En la sala de estar, comprobó un puñado de discos compactos que había junto al radiocasete abriéndolos con cuidado, pero no halló nada en su interior. Le pareció bastante interesante que a Christi le gustara el jazz. También Serena se había deleitado con el jazz en los momentos más tristes de su adolescencia, durante los primeros años que estuvo en Las Vegas, antes de madurar y pasarse al country. El jazz era para las preocupaciones; el country, para la vida.
Cordy emitió un largo y sonoro silbido.
—¿Qué? —gritó.
Cordy no respondió.
Intrigada, Serena regresó al dormitorio. Encontró a Cordy sentado en el suelo con las piernas cruzadas. Había apartado un poco el colchón de matrimonio. Junto a él había una pequeña pila de periódicos.
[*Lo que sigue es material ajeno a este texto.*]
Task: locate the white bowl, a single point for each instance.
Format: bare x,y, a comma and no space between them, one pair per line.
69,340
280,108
Cordy había desplegado uno de ellos y lo estaba leyendo, completamente absorto.
—¿Su escondite secreto? —preguntó Serena. Cordy asintió—. Deberías haber esperado al equipo antes de tocar eso —le advirtió Serena. Entonces la invadió la curiosidad—. ¿Qué hay?
Cordy bajó el periódico.
—¿Cuánto dices que supones que llevaba el cuerpo en el desierto?
Serena se encogió de hombros.
—Unos días. ¿Por qué?
—Pues en ese caso, tenemos un problema, mamita.